On 04/13/2012 01:29 AM, Michal Privoznik wrote:
On 12.04.2012 21:59, Eric Blake wrote:
I'm tired of shell-scripting to wait for completion of a block pull, when virsh can be taught to do the same. I couldn't quite reuse vshWatchJob, as this is not a case of a long-running command where a second thread must be used to probe job status (at least, not unless I make virsh start doing blocking waits for an event to fire), but it served as inspiration for my simpler single-threaded loop. There is up to a half-second delay between sending SIGINT and the job being aborted, but I didn't think it worth the complexity of a second thread and use of poll() just to minimize that delay.

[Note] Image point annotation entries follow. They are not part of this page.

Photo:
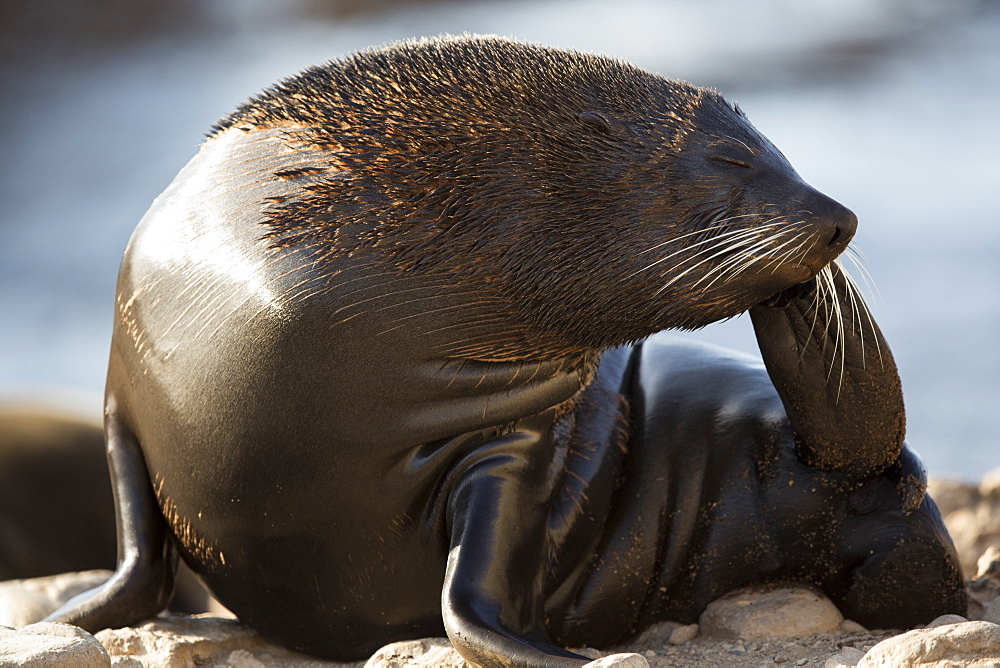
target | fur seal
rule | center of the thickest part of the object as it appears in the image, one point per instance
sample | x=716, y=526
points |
x=380, y=368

@@ -7295,8 +7295,9 @@ repoll: }
GETTIMEOFDAY(&curr); - if ( timeout && ((int)(curr.tv_sec - start.tv_sec) * 1000 + \ - (int)(curr.tv_usec - start.tv_usec) / 1000) > timeout * 1000 ) { + if (timeout && (((int)(curr.tv_sec - start.tv_sec) * 1000 + + (int)(curr.tv_usec - start.tv_usec) / 1000) > + timeout * 1000)) { /* suspend the domain when migration timeouts. */ vshDebug(ctl, VSH_ERR_DEBUG, "%s timeout", label); if (timeout_func)
These two chunks are rather cosmetic but I'm okay with having them in this patch not a separate one.
I noticed them because I was copying and pasting from them. Depending on whether I spot other cleanups for my v2, I may split the cleanups into a separate patch.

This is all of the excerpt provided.